Em um sistema jurídico moderno, é irrazoável a aplicação das leis de forma isolada, sem que se tenha um vetor mestre para guiar a incidência dos seus dispositivos, sendo inaceitável desprezar os valores ontológicos para a sua aplicação.
O processo de Constitucionalização pelo qual vem sofrendo o ordenamento jurídico brasileiro tem atribuído aos vários ramos do direito pátrio, reserva ao direito penal o patamar garantista que se espera de um direito positivo hodierno.
O direito penal brasileiro é exemplo significativo do garantismo Constitucional, porquanto, os princípios Penais Constitucionais procuram nivelar a relação entre o poder punitivo estatal na persecução penal e os direitos e garantias fundamentais dos indivíduos.


1.1.1 Princípios versus Regras
Questão de relevo e corroborador com o fundamento principiológico de todo o ordenamento protetivo é a função normativa desempenhada pelos princípios Constitucionais, pois, mais do que componentes de um instituto jurídico pertencente a um ramo do direito, os princípios exercem verdadeira função normativa a serem observados na aplicação das leis repressoras do ilícito, e também como balizas para a sua interpretação.
Como se sabe, o Direito se materializa por meio de normas e estas por sua vez se exprimem por meio de regras ou princípios.
As regras penais disciplinam uma situação, dada no caso concreto e quando ocorre essa situação, há a incidência da norma penal, quando não ocorre, por sua vez não tem incidência.
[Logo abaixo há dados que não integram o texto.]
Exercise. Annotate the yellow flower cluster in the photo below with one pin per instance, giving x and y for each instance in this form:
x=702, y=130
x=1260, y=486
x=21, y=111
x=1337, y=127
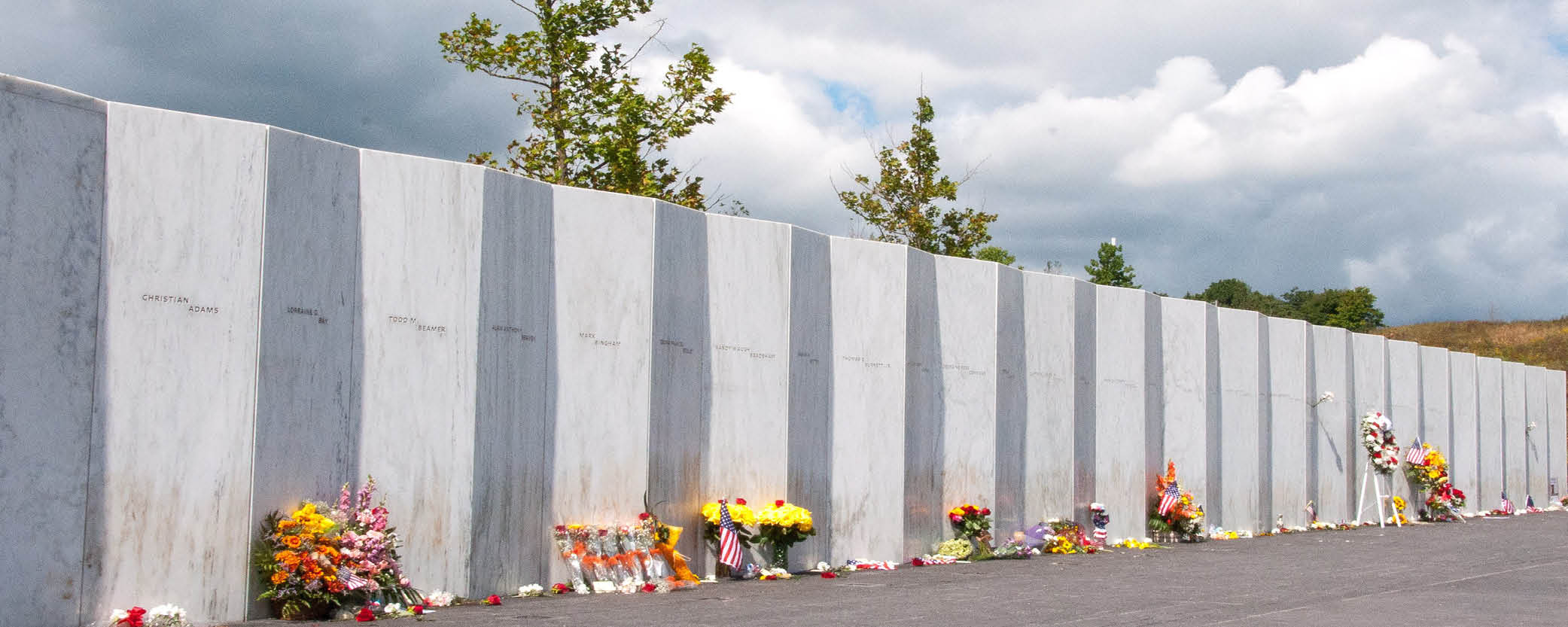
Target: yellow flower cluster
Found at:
x=739, y=513
x=787, y=515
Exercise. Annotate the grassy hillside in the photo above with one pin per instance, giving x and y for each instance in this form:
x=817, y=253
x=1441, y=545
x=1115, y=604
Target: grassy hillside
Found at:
x=1536, y=342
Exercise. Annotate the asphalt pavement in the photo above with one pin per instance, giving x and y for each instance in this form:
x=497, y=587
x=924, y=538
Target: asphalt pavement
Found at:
x=1484, y=571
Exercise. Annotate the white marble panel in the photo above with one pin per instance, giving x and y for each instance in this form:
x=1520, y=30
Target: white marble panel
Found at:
x=50, y=230
x=182, y=267
x=512, y=425
x=1404, y=400
x=602, y=340
x=869, y=311
x=1288, y=469
x=922, y=408
x=1012, y=405
x=308, y=406
x=1537, y=438
x=419, y=308
x=679, y=375
x=1059, y=339
x=1122, y=370
x=1463, y=461
x=1184, y=334
x=1435, y=419
x=1556, y=425
x=967, y=303
x=1490, y=430
x=811, y=389
x=750, y=318
x=1242, y=408
x=1514, y=434
x=1369, y=392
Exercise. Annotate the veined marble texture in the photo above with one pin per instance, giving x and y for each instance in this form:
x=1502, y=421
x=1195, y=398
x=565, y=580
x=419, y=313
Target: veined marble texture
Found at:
x=512, y=427
x=1404, y=400
x=677, y=421
x=1187, y=395
x=1241, y=421
x=1488, y=440
x=1289, y=425
x=170, y=511
x=1556, y=425
x=1012, y=403
x=1369, y=392
x=1463, y=464
x=1514, y=431
x=1435, y=417
x=1061, y=389
x=419, y=303
x=601, y=370
x=1537, y=441
x=748, y=311
x=811, y=388
x=869, y=314
x=50, y=226
x=1123, y=470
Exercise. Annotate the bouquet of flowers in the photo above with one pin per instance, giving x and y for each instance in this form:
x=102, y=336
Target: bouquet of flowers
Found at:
x=1183, y=518
x=1377, y=436
x=973, y=524
x=783, y=525
x=571, y=546
x=369, y=546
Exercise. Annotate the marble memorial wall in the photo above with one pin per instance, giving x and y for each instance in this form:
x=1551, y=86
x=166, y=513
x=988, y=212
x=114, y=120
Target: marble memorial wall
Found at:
x=504, y=355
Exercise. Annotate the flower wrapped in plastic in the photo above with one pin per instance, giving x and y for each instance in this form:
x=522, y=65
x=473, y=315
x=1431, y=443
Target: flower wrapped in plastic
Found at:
x=571, y=549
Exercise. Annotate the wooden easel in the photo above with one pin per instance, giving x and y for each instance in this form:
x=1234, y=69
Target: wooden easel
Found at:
x=1381, y=491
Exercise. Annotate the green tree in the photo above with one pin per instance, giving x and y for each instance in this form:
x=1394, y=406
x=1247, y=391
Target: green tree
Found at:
x=592, y=123
x=900, y=202
x=996, y=254
x=1110, y=269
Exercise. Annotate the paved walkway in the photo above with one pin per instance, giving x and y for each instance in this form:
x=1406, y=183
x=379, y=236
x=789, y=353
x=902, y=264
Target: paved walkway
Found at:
x=1487, y=571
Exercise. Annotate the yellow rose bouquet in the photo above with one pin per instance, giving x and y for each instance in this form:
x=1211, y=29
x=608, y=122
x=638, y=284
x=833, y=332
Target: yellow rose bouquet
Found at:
x=783, y=525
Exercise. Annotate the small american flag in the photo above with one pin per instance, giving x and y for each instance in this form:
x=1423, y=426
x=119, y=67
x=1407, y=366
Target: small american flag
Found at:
x=728, y=538
x=1416, y=453
x=1170, y=498
x=350, y=579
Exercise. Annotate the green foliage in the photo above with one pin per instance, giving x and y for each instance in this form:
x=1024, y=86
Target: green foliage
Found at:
x=592, y=124
x=1110, y=269
x=996, y=254
x=900, y=202
x=1350, y=309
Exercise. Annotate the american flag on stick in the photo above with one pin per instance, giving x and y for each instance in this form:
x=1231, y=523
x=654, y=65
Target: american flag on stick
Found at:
x=1170, y=499
x=1414, y=455
x=728, y=538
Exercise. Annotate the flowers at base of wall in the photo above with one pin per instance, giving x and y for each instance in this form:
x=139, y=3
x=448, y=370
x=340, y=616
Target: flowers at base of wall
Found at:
x=1377, y=438
x=159, y=616
x=973, y=524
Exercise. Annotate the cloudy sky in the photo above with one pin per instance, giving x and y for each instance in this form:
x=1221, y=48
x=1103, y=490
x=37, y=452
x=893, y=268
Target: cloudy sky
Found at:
x=1416, y=148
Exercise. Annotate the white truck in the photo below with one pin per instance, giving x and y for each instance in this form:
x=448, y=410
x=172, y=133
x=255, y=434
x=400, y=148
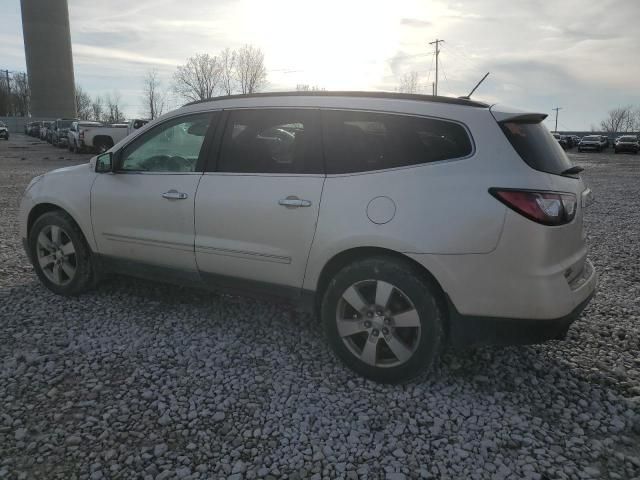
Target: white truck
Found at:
x=102, y=138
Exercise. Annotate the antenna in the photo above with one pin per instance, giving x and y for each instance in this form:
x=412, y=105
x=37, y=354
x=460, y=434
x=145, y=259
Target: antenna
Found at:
x=477, y=85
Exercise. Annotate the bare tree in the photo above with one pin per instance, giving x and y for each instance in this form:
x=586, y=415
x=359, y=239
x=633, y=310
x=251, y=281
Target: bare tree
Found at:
x=113, y=113
x=615, y=120
x=250, y=72
x=83, y=104
x=97, y=109
x=199, y=78
x=155, y=99
x=409, y=83
x=21, y=94
x=227, y=65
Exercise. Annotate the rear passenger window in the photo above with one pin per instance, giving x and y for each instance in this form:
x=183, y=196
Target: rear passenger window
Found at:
x=271, y=141
x=362, y=141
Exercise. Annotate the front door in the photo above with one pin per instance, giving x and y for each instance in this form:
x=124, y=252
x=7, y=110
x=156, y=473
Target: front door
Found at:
x=144, y=211
x=256, y=213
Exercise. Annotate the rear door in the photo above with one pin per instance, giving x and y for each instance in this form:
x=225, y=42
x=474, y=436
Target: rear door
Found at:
x=256, y=211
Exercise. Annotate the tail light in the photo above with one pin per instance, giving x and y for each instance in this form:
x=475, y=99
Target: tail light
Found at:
x=547, y=208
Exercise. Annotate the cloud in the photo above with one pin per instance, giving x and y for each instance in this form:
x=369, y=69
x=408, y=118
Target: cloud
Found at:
x=415, y=22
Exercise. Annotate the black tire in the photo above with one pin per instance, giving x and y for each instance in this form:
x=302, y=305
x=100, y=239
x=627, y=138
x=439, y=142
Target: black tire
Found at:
x=83, y=278
x=410, y=284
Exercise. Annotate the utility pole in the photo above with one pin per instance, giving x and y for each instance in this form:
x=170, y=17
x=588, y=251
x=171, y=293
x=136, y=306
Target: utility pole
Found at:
x=556, y=109
x=6, y=72
x=437, y=44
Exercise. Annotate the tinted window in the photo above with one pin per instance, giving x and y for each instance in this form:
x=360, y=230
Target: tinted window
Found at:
x=536, y=146
x=271, y=141
x=361, y=141
x=173, y=146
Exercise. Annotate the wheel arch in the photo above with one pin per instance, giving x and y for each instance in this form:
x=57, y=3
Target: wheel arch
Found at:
x=41, y=208
x=346, y=257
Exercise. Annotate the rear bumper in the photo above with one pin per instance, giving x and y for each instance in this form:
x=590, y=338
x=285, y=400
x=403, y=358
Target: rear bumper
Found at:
x=467, y=330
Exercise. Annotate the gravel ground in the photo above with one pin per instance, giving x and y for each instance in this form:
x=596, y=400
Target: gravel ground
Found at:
x=142, y=380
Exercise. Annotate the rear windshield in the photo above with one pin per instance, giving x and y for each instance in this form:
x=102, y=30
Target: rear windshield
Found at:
x=536, y=146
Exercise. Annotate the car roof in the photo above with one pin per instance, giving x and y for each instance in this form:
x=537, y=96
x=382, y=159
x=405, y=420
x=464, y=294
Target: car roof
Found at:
x=357, y=94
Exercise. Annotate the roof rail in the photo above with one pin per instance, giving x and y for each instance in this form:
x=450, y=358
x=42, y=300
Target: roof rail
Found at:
x=359, y=94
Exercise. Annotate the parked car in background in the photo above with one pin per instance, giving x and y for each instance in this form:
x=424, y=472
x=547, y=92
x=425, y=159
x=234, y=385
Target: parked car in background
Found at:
x=4, y=131
x=44, y=130
x=373, y=209
x=627, y=143
x=59, y=135
x=102, y=138
x=76, y=134
x=590, y=142
x=604, y=142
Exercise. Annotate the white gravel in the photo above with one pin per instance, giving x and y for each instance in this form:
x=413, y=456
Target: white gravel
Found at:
x=142, y=380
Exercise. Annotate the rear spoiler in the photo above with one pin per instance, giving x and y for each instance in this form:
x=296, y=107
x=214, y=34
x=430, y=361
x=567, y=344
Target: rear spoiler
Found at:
x=504, y=113
x=526, y=118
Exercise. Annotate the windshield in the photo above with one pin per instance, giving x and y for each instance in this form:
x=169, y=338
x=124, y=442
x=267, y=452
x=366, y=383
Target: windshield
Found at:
x=536, y=146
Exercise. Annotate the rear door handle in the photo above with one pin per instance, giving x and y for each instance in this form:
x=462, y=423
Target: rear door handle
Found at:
x=294, y=202
x=174, y=195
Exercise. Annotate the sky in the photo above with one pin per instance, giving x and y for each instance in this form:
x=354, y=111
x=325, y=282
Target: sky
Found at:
x=581, y=56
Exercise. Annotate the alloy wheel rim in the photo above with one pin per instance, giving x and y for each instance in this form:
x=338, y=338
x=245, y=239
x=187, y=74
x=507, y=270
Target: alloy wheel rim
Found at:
x=378, y=323
x=56, y=255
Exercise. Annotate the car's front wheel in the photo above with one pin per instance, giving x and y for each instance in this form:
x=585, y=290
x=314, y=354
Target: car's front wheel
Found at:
x=60, y=254
x=383, y=319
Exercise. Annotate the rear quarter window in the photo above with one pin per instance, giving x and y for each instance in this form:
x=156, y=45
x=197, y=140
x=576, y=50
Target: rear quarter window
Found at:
x=536, y=146
x=364, y=141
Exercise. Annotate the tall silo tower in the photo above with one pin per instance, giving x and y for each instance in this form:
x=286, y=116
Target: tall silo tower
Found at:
x=47, y=46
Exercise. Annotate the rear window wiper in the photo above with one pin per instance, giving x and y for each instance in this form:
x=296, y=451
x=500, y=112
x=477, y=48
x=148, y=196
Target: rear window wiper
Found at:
x=572, y=171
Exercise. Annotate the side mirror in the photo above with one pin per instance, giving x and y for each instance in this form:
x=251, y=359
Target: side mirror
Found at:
x=104, y=162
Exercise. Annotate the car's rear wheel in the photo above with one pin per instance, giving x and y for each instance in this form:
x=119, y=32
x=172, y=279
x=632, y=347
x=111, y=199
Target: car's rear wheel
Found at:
x=383, y=319
x=60, y=254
Desta feita as regras, são mandamentos definitivos, que são cumpridas ou não, dependendo de sua validade, e se validas têm que ser cumpridas nos termos que é exigido.
Em artigo elaborado por Natália Braga Ferreira, ao citar, DWORKIN: (2002, p.39) pode extrair que as regras seguem a forma do tudo-ou-nada, quer dizer, dessa forma que diante do caso concreto os fatos têm que está nos termos que a regra estipula então a regra é válida, se não será invalida, ou não se aplica.
Os princípios consagrados nas Constituições modernas deixaram de ser consideradas meras recomendações de caráter moral, passando ao patamar de norma, exercendo função fundamentadora, quando outras normas extraem deles o seu fundamento de validade, supletiva ou integradora quando diante da lacuna normativa o magistrado os aplica, interpretativa pois o aplicador do direito não pode se esquiva de observá-los ao aplicar a lei material ou processual penal.
Diferentemente das regras os princípios possuem um espectro de incidência muito mais alargado que aquelas. Pois, quando da aplicação dos princípios se houver colisão entre eles não são excluídos do mundo jurídico, mas são utilizadas regras de ponderação para aferir o que melhor se enquadra no caso concreto.
Segundo (ALEXY: 2002, p. 99), os princípios são "mandados de otimização", onde ao ordenar que seja feito algo, isso deve ser feito na maior medida possível, executando-se dentro de um limite da efetividade. Aponta ainda, que estes não têm caráter de definitividade, ou seja, quando um princípio for fundamentador de uma decisão, não quer dizer que determina um resultado definitivo, mas se for necessário diante dos fatos, pode ser substituído por outro de teor contrario, não possuindo um conteúdo de determinação.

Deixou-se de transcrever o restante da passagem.